Let $X_1,X_2,\ldots,X_n$ be i.i.d $\text{P}(\lambda)$ random variables where $\lambda(>0)$ is unknown. Define $$\bar X=\frac{1}{n}\sum_{i=1}^n X_i\qquad,\qquad S^2=\frac{1}{n-1}\sum_{i=1}^n(X_i-\bar X)^2$$ as the sample mean and sample variance respectively.
Since $\sum_{i=1}^n X_i$ and hence $\bar X$ is a complete sufficient statistic for $\lambda$ such that $E(\bar X)=\lambda$, $\bar X$ is the uniformly minimum variance unbiased estimator (UMVUE) of $\lambda$ by the Lehmann-Scheffe theorem. Again, $E(S^2)=\lambda$, so that $E(S^2\mid \bar X)$ is also the UMVUE of $\lambda$. As UMVUE is unique whenever it exists, it must be that $$E(S^2\mid \bar X)=\bar X$$
The question is:
How can I directly show that $E(S^2\mid \bar X)=\bar X$ ?
I don't see how to proceed from
\begin{align} E(S^2\mid \bar X=t)&=E\left[\frac{1}{n-1}\sum_{i=1}^n(X_i-t)^2\mid \bar X=t\right] \\&=E\left[\frac{1}{n-1}\left(\sum_{i=1}^nX_i^2-nt^2\right)\mid \bar X=t\right] \\&=E\left[\frac{1}{n-1}\sum_{i=1}^nX_i^2\mid \bar X=t\right]-E\left[\frac{nt^2}{n-1}\mid \bar X=t\right] \\&=\frac{1}{n-1}\sum_{i=1}^nE\left(X_i^2\mid \bar X=t\right)-\frac{n}{n-1}E(\bar X^2\mid \bar X=t)\tag{1} \end{align}
Any hint would be great.
As correctly pointed out by Mike Earnest, the conditional distribution of $(X_1,X_2,\cdots,X_n)\mid \bar X$ is multinomial.
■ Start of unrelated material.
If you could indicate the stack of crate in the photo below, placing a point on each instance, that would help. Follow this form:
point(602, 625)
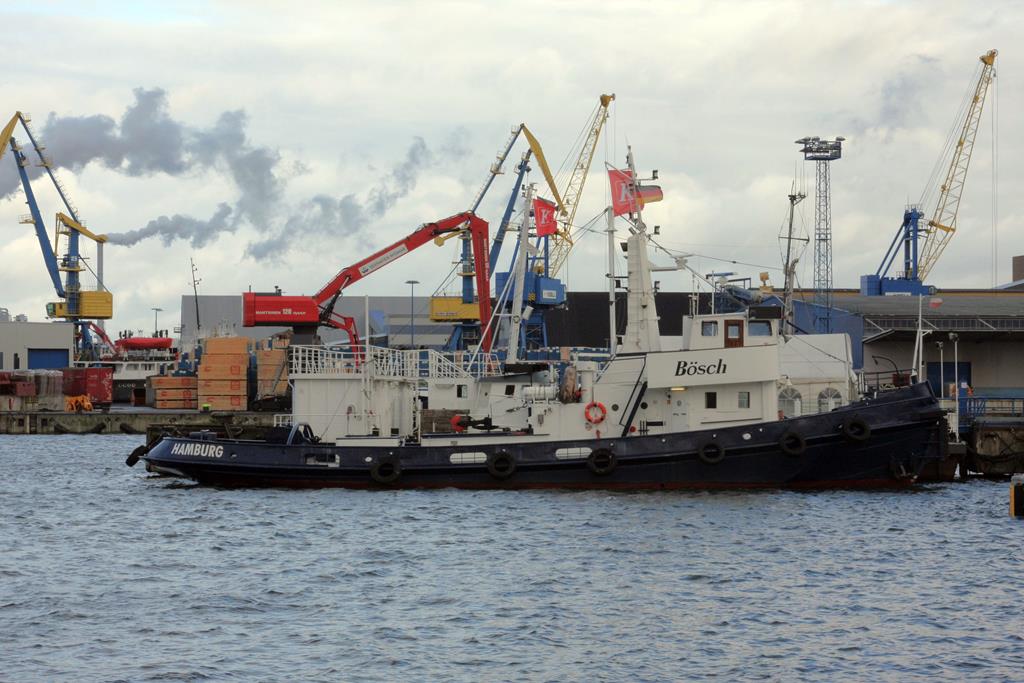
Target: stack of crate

That is, for a natural number $k$,
$$P\left(X_1=x_1,\cdots,X_n=x_n\mid \bar X=\frac{k}{n}\right)=\frac{k!}{x_1!\,x_2!\cdots x_n!}\left(\frac{1}{n}\right)^{x_1}\left(\frac{1}{n}\right)^{x_2}\cdots\left(\frac{1}{n}\right)^{x_n}\mathbf1_{x_i\in A}$$
, where $$A=\left\{(x_1,\cdots,x_n)\in\{0,1,\cdots,k\}: \sum_{i=1}^nx_i=k\right\}$$
From this, we have for each $i$, $$V\left(X_i\mid \bar X=t\right)=t\left(1-\frac{1}{n}\right)\qquad,\qquad E\left(X_i\mid \bar X=t\right)=t$$
And for all $i\ne j$, $$E\left(X_iX_j\mid \bar X=t\right)=t\left(t-\frac{1}{n}\right)$$
So,
\begin{align} E\left(X_i^2\mid \bar X=t\right)&=V\left(X_i\mid \bar X=t\right)+\left[E\left(X_i\mid \bar X=t\right)\right]^2 \\&=\frac{t}{n}(n+nt-1) \end{align}
Also, as expected,
\begin{align} E\left(\bar X^2\mid \bar X=t\right)&=E\left[\frac{1}{n^2}\sum_{i=1}^n\sum_{j=1}^nX_iX_j\mid \bar X=t\right] \\&=\frac{1}{n}E\left(X_1^2\mid \bar X=t\right)+\frac{1}{n^2}\sum_{i\ne j}E\left[X_iX_j\mid \bar X=t\right] \\&=\frac{1}{n}\cdot\frac{t}{n}(n-1+nt)+\frac{2}{n^2}\binom{n}{2}t\left(t-\frac{1}{n}\right) \\&=t^2 \end{align}
So from $(1)$ I finally get,
\begin{align} E(S^2\mid \bar X=t)&=\frac{n}{n-1}\cdot\frac{t}{n}(n+nt-1)-\frac{n}{n-1}\cdot t^2 \\&=t \end{align}
Hence proved.
(Thanks to Mike Earnest in particular.)